In short, by studying dissent we gain the means to view a society as the participants themselves saw it—and not necessarily as we today assume it to have been.” (p. 72). In the case of Willliam B. Smith, we gain additional insights into the dynamics of Mormonism’s first family. One item that came to the fore was the Smith family’s rather remarkable ability to continue to support and encourage their wayward son and brother.

My personal interest in William dates back many years, when I first began researching on the Joseph Sr. and Lucy Mack Smith family. Most of what I had heard and read about William prior to my research was adverse and dismissive. Prior research has referred to him derisively, including articles that included in their titles, “Problematic Patriarch,” “A Wart on the Ecclesiastical Tree,” and the “Persistent ‘Pretender.’” I certainly concur with some of these author’s perceptions about the challenging nature of William’s leadership.

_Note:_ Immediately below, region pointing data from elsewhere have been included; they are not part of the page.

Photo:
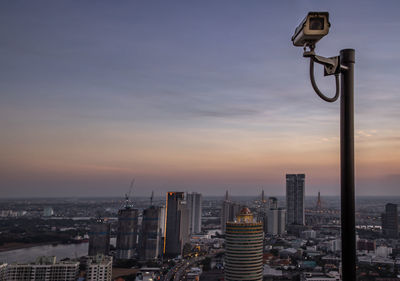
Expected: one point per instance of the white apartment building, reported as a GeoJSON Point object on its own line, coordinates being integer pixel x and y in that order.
{"type": "Point", "coordinates": [99, 268]}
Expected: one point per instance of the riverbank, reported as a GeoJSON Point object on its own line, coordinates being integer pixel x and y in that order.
{"type": "Point", "coordinates": [16, 246]}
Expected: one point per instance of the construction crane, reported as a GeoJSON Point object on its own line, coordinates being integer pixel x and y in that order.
{"type": "Point", "coordinates": [127, 195]}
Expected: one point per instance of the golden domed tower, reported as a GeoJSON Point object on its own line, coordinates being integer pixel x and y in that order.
{"type": "Point", "coordinates": [244, 248]}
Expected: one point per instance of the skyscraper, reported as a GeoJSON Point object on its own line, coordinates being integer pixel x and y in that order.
{"type": "Point", "coordinates": [319, 202]}
{"type": "Point", "coordinates": [127, 232]}
{"type": "Point", "coordinates": [99, 238]}
{"type": "Point", "coordinates": [194, 201]}
{"type": "Point", "coordinates": [295, 198]}
{"type": "Point", "coordinates": [177, 224]}
{"type": "Point", "coordinates": [151, 233]}
{"type": "Point", "coordinates": [276, 221]}
{"type": "Point", "coordinates": [244, 248]}
{"type": "Point", "coordinates": [229, 211]}
{"type": "Point", "coordinates": [390, 221]}
{"type": "Point", "coordinates": [273, 202]}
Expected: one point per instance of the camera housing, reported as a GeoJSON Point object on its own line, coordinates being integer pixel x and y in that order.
{"type": "Point", "coordinates": [313, 27]}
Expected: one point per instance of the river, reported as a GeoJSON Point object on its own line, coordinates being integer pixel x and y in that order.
{"type": "Point", "coordinates": [61, 251]}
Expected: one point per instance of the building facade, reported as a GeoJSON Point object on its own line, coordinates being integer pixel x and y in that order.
{"type": "Point", "coordinates": [127, 232]}
{"type": "Point", "coordinates": [295, 193]}
{"type": "Point", "coordinates": [99, 268]}
{"type": "Point", "coordinates": [244, 248]}
{"type": "Point", "coordinates": [390, 221]}
{"type": "Point", "coordinates": [229, 211]}
{"type": "Point", "coordinates": [99, 238]}
{"type": "Point", "coordinates": [194, 204]}
{"type": "Point", "coordinates": [177, 224]}
{"type": "Point", "coordinates": [151, 234]}
{"type": "Point", "coordinates": [276, 221]}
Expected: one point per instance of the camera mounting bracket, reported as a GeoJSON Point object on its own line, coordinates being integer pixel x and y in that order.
{"type": "Point", "coordinates": [331, 67]}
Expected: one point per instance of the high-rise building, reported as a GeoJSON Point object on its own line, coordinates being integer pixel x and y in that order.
{"type": "Point", "coordinates": [295, 188]}
{"type": "Point", "coordinates": [276, 221]}
{"type": "Point", "coordinates": [319, 202]}
{"type": "Point", "coordinates": [194, 201]}
{"type": "Point", "coordinates": [44, 269]}
{"type": "Point", "coordinates": [273, 202]}
{"type": "Point", "coordinates": [244, 248]}
{"type": "Point", "coordinates": [127, 232]}
{"type": "Point", "coordinates": [99, 238]}
{"type": "Point", "coordinates": [3, 271]}
{"type": "Point", "coordinates": [151, 234]}
{"type": "Point", "coordinates": [390, 221]}
{"type": "Point", "coordinates": [98, 268]}
{"type": "Point", "coordinates": [177, 224]}
{"type": "Point", "coordinates": [229, 211]}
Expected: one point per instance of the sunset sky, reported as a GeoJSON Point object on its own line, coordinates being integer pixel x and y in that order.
{"type": "Point", "coordinates": [190, 95]}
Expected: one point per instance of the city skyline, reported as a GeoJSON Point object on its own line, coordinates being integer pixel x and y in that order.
{"type": "Point", "coordinates": [189, 97]}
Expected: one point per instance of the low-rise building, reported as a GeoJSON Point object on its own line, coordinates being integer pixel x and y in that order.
{"type": "Point", "coordinates": [98, 268]}
{"type": "Point", "coordinates": [44, 269]}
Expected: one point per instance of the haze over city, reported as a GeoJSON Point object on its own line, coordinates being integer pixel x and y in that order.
{"type": "Point", "coordinates": [190, 95]}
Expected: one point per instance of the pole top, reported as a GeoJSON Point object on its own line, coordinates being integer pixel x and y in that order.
{"type": "Point", "coordinates": [348, 56]}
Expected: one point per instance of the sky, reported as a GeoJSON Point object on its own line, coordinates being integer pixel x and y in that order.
{"type": "Point", "coordinates": [202, 96]}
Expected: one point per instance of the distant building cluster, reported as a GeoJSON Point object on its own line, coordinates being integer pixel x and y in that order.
{"type": "Point", "coordinates": [261, 239]}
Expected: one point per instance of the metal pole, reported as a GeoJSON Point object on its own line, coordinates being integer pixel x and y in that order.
{"type": "Point", "coordinates": [347, 60]}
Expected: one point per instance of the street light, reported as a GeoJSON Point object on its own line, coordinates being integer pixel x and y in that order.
{"type": "Point", "coordinates": [307, 34]}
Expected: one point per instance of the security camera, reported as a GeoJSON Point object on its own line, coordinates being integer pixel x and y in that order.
{"type": "Point", "coordinates": [314, 26]}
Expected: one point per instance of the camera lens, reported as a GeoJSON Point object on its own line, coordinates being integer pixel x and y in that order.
{"type": "Point", "coordinates": [316, 23]}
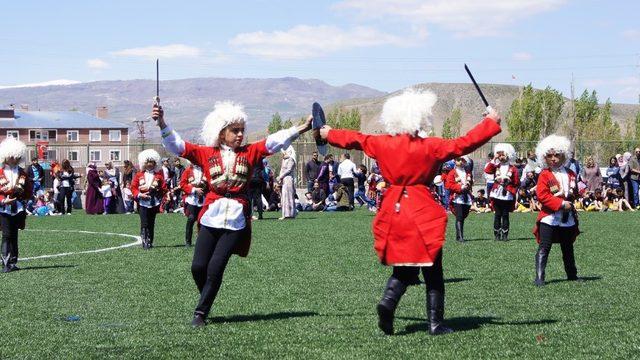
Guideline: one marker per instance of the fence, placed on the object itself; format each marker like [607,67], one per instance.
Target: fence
[82,154]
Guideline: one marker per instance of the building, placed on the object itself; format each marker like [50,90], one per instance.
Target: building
[59,135]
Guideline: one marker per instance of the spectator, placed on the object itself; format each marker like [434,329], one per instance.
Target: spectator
[93,197]
[634,165]
[346,172]
[311,170]
[35,172]
[592,175]
[613,174]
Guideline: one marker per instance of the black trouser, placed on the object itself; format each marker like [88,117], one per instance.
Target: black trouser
[192,217]
[502,209]
[349,184]
[255,196]
[148,220]
[66,193]
[555,234]
[10,238]
[213,250]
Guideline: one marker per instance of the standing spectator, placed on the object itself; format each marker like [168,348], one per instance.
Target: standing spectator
[36,175]
[488,178]
[93,196]
[323,174]
[346,171]
[634,165]
[592,175]
[613,174]
[128,172]
[311,170]
[112,174]
[286,179]
[67,178]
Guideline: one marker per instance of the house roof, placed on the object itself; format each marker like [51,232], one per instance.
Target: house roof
[57,120]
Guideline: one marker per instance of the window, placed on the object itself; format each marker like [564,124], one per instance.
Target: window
[95,135]
[73,136]
[114,155]
[115,135]
[37,135]
[74,155]
[95,155]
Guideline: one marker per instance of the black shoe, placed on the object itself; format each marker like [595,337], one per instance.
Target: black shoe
[198,320]
[435,313]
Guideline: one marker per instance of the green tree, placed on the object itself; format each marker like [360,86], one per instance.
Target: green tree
[276,123]
[452,124]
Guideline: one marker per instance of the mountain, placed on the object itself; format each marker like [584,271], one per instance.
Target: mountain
[465,97]
[188,101]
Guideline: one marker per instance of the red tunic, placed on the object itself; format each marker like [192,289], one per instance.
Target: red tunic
[512,186]
[410,226]
[551,203]
[453,184]
[236,186]
[24,194]
[138,180]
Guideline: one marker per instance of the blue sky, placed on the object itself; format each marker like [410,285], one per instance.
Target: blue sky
[386,45]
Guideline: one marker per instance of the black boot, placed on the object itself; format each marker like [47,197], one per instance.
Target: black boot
[459,231]
[435,313]
[541,264]
[387,306]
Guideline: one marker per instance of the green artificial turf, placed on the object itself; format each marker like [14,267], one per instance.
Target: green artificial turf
[308,290]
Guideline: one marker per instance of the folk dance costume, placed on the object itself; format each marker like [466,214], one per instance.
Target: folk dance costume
[15,190]
[504,188]
[409,228]
[148,188]
[557,221]
[194,184]
[225,223]
[459,182]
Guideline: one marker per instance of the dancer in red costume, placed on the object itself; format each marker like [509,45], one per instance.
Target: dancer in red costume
[409,228]
[557,221]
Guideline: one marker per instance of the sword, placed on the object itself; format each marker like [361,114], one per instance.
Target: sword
[156,99]
[484,100]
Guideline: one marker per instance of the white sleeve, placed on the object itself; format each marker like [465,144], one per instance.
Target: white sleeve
[279,140]
[172,141]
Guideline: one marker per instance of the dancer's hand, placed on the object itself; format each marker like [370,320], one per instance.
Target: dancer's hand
[493,115]
[324,132]
[158,113]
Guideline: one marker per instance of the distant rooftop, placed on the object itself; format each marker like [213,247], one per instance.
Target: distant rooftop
[57,120]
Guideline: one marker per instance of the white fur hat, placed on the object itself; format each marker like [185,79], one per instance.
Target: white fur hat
[507,149]
[408,112]
[290,151]
[11,147]
[224,114]
[148,155]
[559,144]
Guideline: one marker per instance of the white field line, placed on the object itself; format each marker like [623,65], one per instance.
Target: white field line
[137,242]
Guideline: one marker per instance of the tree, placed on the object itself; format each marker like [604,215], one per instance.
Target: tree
[451,125]
[534,115]
[276,123]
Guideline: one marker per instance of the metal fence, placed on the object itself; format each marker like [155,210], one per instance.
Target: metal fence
[82,154]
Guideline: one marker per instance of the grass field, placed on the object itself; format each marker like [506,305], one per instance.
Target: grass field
[309,289]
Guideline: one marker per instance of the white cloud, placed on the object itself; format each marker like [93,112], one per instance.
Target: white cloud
[466,18]
[522,56]
[46,83]
[305,41]
[162,52]
[97,64]
[631,34]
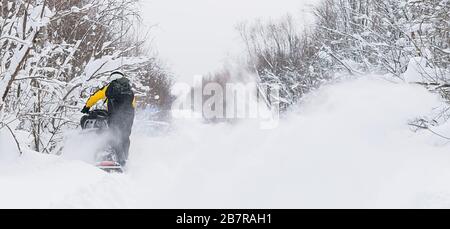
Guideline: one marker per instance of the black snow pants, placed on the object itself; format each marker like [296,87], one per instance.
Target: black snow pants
[121,123]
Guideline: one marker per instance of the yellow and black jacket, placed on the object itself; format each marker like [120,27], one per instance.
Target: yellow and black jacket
[101,95]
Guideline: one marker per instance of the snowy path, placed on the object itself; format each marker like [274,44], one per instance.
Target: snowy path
[340,150]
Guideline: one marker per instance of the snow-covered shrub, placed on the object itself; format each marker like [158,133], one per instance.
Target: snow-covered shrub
[54,54]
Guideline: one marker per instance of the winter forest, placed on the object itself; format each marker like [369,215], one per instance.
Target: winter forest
[363,105]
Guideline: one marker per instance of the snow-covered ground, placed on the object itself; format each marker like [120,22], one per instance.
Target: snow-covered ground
[348,146]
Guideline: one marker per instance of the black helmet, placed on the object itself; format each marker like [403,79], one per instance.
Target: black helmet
[117,75]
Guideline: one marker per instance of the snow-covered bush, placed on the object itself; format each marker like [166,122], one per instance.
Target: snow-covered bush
[54,54]
[354,36]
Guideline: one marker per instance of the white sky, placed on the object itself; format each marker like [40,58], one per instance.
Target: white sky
[196,36]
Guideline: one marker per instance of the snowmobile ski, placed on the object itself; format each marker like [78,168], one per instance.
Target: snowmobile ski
[110,167]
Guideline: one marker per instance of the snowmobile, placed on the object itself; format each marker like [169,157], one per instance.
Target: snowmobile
[97,121]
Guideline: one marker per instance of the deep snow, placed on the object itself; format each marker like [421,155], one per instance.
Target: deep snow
[347,146]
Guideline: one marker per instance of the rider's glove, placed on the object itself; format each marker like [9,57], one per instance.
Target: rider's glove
[85,110]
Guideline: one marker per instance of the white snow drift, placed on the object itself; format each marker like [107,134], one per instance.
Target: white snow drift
[348,146]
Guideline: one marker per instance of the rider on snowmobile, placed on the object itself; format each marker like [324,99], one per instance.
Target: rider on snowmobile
[121,104]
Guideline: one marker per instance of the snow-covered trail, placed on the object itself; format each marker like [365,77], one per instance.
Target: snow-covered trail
[348,147]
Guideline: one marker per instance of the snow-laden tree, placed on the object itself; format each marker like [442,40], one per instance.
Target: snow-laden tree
[56,53]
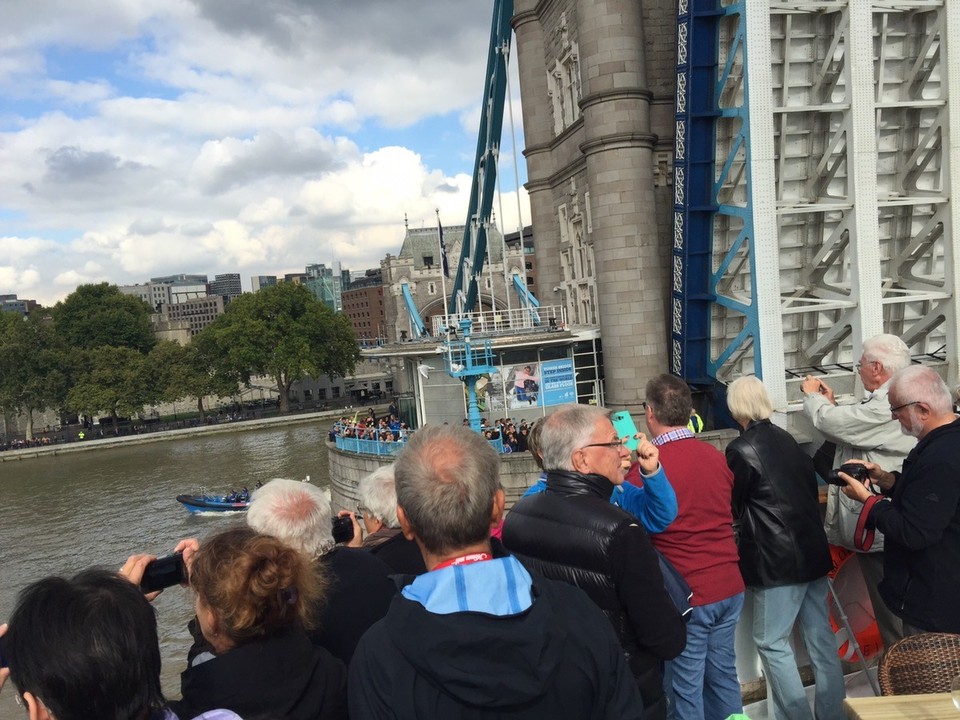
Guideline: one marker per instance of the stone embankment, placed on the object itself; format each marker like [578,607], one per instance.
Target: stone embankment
[326,416]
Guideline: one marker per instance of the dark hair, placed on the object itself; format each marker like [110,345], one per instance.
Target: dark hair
[670,399]
[256,585]
[86,647]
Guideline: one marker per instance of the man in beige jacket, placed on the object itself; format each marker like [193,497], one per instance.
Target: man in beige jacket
[863,431]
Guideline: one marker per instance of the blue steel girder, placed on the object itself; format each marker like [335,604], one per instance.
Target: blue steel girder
[700,190]
[483,189]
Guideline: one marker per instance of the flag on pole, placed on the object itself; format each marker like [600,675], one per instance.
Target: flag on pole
[443,250]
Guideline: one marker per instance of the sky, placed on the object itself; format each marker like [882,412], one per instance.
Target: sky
[141,138]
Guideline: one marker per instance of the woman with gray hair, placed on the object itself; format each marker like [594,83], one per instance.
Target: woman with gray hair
[378,510]
[784,556]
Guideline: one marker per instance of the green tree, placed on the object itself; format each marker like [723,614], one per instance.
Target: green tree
[33,365]
[195,370]
[96,315]
[114,381]
[285,333]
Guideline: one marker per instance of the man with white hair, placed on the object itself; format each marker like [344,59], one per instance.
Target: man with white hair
[862,430]
[919,508]
[359,588]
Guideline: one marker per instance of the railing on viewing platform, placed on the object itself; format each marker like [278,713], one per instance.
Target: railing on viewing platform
[389,448]
[504,322]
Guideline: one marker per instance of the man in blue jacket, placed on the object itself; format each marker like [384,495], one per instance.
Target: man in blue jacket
[477,635]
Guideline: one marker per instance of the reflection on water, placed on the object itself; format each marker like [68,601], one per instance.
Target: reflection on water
[65,513]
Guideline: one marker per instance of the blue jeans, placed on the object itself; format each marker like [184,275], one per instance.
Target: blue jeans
[776,610]
[703,678]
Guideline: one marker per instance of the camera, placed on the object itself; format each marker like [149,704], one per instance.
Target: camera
[858,471]
[163,573]
[342,529]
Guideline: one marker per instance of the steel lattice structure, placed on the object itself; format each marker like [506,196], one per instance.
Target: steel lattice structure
[813,169]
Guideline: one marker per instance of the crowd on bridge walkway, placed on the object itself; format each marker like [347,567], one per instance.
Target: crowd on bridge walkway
[611,590]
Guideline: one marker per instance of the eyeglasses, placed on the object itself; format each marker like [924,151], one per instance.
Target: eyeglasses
[898,408]
[615,444]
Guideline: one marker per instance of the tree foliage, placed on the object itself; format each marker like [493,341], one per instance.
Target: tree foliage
[284,332]
[195,370]
[93,316]
[114,381]
[33,365]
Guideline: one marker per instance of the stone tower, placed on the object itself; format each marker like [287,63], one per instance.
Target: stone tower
[597,82]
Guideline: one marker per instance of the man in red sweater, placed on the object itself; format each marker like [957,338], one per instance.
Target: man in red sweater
[701,546]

By all accounts, William was a complex person who wrestled with insecurities and fits of passion that sometimes overrode his noble desires and family loyalty. But I also began to discover his vast contributions to the upbuilding of Mormonism, including his missionary success, his persuasiveness as a gifted orator, his propensity to accurately portend the future, and his charismatic leadership. I had a desire to highlight all sides of his personality, which I felt was more complex than can be captured in a single article and best evaluated over the course of his life.